If religious ecstasy were no different from a cock in a cunt, then make a temple of every whorehouse and be done with it. If the bliss of salvation were a mindless shudder, well, who was left to clean up the mess? Yet Mother Dark seemed to be inviting this sordid surrender. Any faith that encouraged the mind to set aside its greatest gifts — of reason, of scepticism — in favour of empty platitudes and the glory of an end to thinking… well, he would have none of it. He would not blind himself, would not stop up his ears, would not close his mouth nor cut off his hands. He was not a beast to be yoked to someone else’s idea of truth. He would find his own or die trying.
The Consort needed to go.

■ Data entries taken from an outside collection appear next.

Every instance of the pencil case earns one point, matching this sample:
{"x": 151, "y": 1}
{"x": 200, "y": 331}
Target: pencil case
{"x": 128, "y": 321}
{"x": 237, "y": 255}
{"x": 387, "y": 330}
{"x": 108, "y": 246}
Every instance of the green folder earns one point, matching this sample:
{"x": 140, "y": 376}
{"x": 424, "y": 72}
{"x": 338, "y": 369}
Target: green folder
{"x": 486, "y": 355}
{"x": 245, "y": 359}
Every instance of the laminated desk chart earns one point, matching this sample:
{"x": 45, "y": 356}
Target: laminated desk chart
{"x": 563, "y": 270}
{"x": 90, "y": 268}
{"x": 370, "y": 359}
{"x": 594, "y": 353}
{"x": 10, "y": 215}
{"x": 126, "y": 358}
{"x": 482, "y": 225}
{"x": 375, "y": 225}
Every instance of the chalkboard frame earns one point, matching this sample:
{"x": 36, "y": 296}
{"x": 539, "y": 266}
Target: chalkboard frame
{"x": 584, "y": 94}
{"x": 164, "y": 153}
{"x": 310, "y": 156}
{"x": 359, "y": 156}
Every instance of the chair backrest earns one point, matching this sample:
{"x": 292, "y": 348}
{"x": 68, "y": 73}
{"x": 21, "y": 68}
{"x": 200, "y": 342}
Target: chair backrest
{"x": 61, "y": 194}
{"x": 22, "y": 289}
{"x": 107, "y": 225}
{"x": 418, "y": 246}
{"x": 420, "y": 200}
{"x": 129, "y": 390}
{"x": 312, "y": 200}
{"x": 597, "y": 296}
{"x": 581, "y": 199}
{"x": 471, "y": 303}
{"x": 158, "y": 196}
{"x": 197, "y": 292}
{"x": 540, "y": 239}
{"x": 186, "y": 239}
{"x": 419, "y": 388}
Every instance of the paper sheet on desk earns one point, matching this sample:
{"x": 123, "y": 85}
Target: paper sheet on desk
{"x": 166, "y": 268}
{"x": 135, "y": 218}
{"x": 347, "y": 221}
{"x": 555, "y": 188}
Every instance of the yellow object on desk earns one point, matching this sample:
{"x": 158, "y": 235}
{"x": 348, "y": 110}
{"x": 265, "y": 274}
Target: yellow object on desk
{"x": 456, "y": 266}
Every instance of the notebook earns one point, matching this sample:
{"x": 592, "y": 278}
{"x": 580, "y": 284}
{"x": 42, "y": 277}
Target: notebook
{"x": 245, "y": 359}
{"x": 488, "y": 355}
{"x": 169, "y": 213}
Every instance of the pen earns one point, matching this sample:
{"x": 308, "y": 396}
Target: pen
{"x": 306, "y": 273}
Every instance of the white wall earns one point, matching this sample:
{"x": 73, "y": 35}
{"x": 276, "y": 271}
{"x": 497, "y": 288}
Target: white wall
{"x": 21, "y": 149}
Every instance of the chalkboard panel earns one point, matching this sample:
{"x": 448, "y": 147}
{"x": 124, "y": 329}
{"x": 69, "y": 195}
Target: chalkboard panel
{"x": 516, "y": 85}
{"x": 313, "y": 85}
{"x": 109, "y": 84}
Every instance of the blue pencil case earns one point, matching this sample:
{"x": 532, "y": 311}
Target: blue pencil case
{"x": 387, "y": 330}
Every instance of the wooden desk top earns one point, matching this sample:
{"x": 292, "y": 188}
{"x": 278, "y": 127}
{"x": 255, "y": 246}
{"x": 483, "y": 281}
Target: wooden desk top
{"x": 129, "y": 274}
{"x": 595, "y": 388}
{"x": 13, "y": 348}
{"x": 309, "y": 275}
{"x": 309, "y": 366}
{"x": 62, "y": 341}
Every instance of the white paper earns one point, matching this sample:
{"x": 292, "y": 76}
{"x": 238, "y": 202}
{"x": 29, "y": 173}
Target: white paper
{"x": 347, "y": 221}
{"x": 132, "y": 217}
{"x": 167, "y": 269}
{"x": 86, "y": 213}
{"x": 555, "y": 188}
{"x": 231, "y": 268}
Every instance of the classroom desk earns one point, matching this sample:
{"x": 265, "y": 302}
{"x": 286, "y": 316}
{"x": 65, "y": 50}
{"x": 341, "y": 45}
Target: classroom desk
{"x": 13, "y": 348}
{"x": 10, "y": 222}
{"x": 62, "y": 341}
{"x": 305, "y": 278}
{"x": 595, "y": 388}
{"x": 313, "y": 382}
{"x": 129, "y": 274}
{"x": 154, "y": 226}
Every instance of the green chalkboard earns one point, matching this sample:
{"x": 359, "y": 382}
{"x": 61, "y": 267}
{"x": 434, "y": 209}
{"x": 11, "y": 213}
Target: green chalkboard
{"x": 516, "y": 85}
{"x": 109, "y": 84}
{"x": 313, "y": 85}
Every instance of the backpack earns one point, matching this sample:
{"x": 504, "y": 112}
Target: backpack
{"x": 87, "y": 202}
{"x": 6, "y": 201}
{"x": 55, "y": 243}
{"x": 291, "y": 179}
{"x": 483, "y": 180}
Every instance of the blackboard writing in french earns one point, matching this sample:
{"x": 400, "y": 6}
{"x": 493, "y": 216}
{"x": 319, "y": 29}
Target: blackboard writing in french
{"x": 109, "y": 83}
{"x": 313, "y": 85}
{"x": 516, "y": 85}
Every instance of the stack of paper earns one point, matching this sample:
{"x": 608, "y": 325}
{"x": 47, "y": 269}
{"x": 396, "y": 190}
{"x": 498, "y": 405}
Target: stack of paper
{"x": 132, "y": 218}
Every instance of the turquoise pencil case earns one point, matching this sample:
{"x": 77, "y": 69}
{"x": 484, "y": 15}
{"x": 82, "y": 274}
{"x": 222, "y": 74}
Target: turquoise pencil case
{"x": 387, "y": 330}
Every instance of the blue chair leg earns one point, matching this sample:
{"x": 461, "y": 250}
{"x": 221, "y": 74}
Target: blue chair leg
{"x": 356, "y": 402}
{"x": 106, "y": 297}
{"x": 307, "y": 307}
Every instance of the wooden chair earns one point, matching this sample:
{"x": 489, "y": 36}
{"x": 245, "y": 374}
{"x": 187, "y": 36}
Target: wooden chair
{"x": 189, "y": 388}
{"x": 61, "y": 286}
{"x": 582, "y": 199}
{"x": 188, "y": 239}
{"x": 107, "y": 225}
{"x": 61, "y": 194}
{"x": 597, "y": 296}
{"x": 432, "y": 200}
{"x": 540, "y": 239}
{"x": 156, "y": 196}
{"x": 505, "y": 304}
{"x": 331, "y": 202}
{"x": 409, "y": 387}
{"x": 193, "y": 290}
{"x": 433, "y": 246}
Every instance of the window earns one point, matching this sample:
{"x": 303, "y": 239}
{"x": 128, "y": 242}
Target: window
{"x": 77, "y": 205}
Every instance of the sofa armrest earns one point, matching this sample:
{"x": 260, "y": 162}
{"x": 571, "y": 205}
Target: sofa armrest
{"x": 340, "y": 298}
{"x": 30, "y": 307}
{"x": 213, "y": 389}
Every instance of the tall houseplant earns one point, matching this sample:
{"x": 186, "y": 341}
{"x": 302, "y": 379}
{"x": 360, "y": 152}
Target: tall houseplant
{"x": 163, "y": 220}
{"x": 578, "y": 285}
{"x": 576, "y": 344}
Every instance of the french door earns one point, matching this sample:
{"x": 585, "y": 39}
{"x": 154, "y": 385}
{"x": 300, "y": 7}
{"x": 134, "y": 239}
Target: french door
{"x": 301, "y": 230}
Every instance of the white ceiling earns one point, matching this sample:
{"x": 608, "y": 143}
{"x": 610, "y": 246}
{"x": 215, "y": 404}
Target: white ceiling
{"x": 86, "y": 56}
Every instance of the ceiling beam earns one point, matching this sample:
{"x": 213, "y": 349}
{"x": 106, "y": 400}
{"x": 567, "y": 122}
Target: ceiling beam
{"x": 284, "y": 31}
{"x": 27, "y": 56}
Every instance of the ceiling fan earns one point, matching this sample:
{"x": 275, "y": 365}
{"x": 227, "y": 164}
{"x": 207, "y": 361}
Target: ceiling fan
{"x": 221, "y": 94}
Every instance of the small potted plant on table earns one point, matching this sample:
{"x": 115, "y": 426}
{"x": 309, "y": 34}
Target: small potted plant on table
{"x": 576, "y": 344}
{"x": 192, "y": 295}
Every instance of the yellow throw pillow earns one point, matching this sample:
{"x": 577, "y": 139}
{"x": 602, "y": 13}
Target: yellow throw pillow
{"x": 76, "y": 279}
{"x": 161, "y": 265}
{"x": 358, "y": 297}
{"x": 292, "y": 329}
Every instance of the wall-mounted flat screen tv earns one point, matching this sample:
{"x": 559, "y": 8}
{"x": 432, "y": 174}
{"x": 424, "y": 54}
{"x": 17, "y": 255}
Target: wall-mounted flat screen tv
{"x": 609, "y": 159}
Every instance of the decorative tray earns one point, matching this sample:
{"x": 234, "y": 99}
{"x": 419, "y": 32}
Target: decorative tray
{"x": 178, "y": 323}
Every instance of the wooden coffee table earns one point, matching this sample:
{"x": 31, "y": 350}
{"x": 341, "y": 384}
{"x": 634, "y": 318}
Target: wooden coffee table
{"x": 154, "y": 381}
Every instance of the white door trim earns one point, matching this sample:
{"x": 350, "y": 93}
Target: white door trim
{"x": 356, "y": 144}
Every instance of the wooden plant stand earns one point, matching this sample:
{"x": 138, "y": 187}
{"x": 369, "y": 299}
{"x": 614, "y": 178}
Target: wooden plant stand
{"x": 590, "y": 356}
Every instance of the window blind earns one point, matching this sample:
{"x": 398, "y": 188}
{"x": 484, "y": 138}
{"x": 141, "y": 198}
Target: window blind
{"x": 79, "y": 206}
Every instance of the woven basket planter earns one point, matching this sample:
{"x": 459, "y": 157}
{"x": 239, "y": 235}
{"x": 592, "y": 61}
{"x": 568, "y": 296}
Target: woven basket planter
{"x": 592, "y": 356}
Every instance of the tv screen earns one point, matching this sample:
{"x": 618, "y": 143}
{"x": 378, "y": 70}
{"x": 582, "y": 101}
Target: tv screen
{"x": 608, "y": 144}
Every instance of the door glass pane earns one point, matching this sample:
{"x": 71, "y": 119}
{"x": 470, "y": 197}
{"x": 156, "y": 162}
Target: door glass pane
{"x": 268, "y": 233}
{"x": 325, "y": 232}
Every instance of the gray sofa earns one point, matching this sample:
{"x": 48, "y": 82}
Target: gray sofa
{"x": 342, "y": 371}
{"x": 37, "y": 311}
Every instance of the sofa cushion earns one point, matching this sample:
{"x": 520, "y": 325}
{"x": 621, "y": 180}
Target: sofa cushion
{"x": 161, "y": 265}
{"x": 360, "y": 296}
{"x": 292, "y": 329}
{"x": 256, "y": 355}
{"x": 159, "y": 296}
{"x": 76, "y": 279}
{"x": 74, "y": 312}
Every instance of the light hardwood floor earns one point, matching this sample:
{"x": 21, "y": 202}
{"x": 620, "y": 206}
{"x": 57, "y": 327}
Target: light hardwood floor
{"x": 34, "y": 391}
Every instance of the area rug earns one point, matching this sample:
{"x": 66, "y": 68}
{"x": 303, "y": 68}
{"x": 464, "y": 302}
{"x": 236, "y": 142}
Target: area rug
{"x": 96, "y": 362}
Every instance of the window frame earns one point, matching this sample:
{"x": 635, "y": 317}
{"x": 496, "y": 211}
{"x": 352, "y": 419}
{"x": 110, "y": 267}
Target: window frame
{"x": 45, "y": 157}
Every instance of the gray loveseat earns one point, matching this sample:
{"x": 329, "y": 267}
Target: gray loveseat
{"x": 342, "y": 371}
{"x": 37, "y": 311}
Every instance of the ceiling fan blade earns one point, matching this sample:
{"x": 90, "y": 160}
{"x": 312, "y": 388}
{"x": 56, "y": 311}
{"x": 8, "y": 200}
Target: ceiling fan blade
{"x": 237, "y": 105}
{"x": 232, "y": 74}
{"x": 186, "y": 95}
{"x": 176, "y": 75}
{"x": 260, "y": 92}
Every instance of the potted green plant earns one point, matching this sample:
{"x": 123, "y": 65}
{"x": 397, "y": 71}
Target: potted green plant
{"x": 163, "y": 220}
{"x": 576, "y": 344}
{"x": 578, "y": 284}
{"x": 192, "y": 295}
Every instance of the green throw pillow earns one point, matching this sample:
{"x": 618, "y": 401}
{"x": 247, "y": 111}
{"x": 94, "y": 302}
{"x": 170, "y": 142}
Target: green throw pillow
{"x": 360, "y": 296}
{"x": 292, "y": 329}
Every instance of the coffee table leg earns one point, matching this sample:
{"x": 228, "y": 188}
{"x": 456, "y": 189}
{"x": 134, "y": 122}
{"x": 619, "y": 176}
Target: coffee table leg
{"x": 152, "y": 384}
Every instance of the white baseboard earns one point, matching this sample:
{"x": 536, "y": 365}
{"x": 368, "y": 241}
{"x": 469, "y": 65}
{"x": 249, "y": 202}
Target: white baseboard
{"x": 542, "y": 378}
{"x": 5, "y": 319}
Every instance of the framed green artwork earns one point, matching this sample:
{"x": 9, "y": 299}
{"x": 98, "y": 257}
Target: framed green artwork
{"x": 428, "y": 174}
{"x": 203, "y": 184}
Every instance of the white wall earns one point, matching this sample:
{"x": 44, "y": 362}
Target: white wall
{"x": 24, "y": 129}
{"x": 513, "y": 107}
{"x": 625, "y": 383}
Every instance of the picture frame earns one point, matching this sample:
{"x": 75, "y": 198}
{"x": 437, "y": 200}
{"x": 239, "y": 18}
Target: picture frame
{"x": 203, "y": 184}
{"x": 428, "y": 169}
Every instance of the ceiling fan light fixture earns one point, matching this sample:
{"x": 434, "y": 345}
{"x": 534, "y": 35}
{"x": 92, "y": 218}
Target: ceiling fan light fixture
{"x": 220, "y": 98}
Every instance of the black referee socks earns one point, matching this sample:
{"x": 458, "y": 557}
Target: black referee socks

Mother Dark needed a proper marriage or none at all. The licentiousness of the court had to end. But these statements did not drag him into Urusander’s shadow, just as they did not insist he stand with his nobleborn kin. They were opinions, not fortifications.
He knew Calat Hustain. The man’s loyalty was absolute — to his own House. Hunn Raal would fail, and in failing, carve into his list of enemies the name of Calat Hustain.
Ilgast Rend meant to speak with his old friend. Late in the night, at the Rising of the Watch, long after the fools had drunk themselves into a belligerent stupor down in the main hall. They would discuss the new, deadly currents, and perhaps, before dawn, they would find a way of navigating these savage waters.
Such was his hope.
One night, someone might well slit Hunn Raal’s throat, and he’d not be missed. Leave Urusander to his intellectual masturbations — he did no harm and besides, he had earned his last years of pleasure, no matter how dubious that pleasure might seem. Mother Dark would tire of Draconus eventually. Indeed, she might travel so far inside the sorcery of Endless Night — or whatever it was that the cult worshipped — that such physical desires were left behind. Was it not already said that she was enwreathed in bitter cold darkness day and night now?
When the Consort vanished into that darkness, what did he find?
Ilgast remembered when Mother Dark was known by her birth name; when she was simply a woman: beautiful, vivacious, possessor of unimaginable strengths and unexpected frailties — a woman like any other, then. Until the day she found the Gate. Darkness was many things; most of all, it was selfish.
Dusk was fast closing, and directly ahead Ilgast Rend could see the midnight line of the grasses of Glimmer Fate, and there, crouching at its edge, stood a stone gate that marked the North Road. Down that road, in a short time, they would come to the outpost where Calat had established his headquarters this season.
The Wardens were an odd lot, a loose rabble of misfits. This was what made them so important. In a decent society, there must be a place for misfits, a place free of prejudice and torment. In a decent society, such people were not left to the alleys, the shadows beneath bridges, the gutters and the slums. They were not thrown out into the wilderness, and not throat-cut either.
Misfits had a place in the world, and must be cherished, for one day, they might be needed.
Torches flared at the gate. Guards were at their post.